Temperature and Nucleus Sampling (Top P)
Temperature Scaling
Temperature divides the raw model scores (logits) before converting to probabilities. If token A has logit 2.0 and token B has logit 1.0, the probability ratio depends on temperature. At temperature 1.0, standard probabilities apply. Lower temperature sharpens the distribution; higher temperature flattens it.
Temperature 0.5: Divide logits by 0.5 (multiply by 2). The gap between A and B doubles. A becomes more dominant. Output becomes more deterministic and predictable.
Temperature 2.0: Divide logits by 2. The gap shrinks. Lower probability tokens get more chance.

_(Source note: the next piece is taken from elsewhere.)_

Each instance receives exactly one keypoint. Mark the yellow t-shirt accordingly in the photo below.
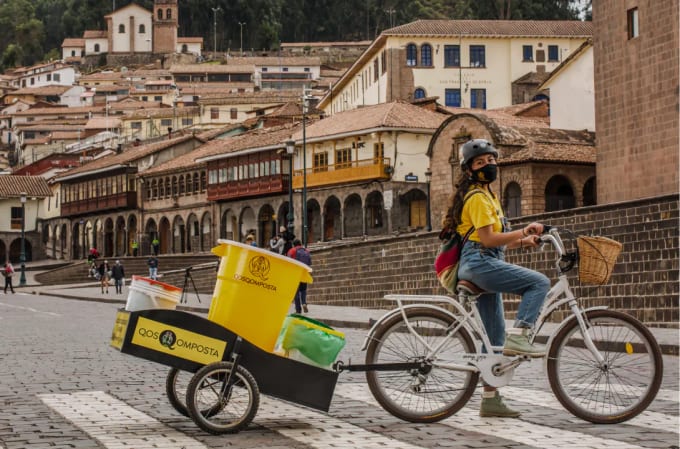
(480, 209)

Output becomes more random and creative, but also more likely to produce nonsense.
Nucleus Sampling (Top P)
Instead of a fixed number of candidates, nucleus sampling keeps tokens until their cumulative probability reaches threshold P. If P=0.9, keep adding tokens (highest first) until they sum to 90% probability, then sample only from that set.

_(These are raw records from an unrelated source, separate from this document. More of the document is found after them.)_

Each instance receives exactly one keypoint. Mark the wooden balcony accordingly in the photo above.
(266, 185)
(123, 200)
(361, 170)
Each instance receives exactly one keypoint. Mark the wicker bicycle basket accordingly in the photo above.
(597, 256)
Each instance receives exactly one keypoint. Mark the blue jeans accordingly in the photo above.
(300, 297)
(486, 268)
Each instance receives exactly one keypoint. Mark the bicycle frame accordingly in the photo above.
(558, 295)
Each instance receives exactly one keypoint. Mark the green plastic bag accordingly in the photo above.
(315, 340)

Why this works: The number of reasonable next tokens varies by context. After "The capital of France is" only 1-2 tokens make sense. After "I feel" dozens might work. Top P adapts automatically: tight distributions yield few candidates, flat distributions yield many.
Practical Settings
Using both together: temperature reshapes probabilities first, then top_p filters. Temperature 0.7 with top_p 0.9 gives controlled creativity: slightly sharper distribution, filtered to reasonable options.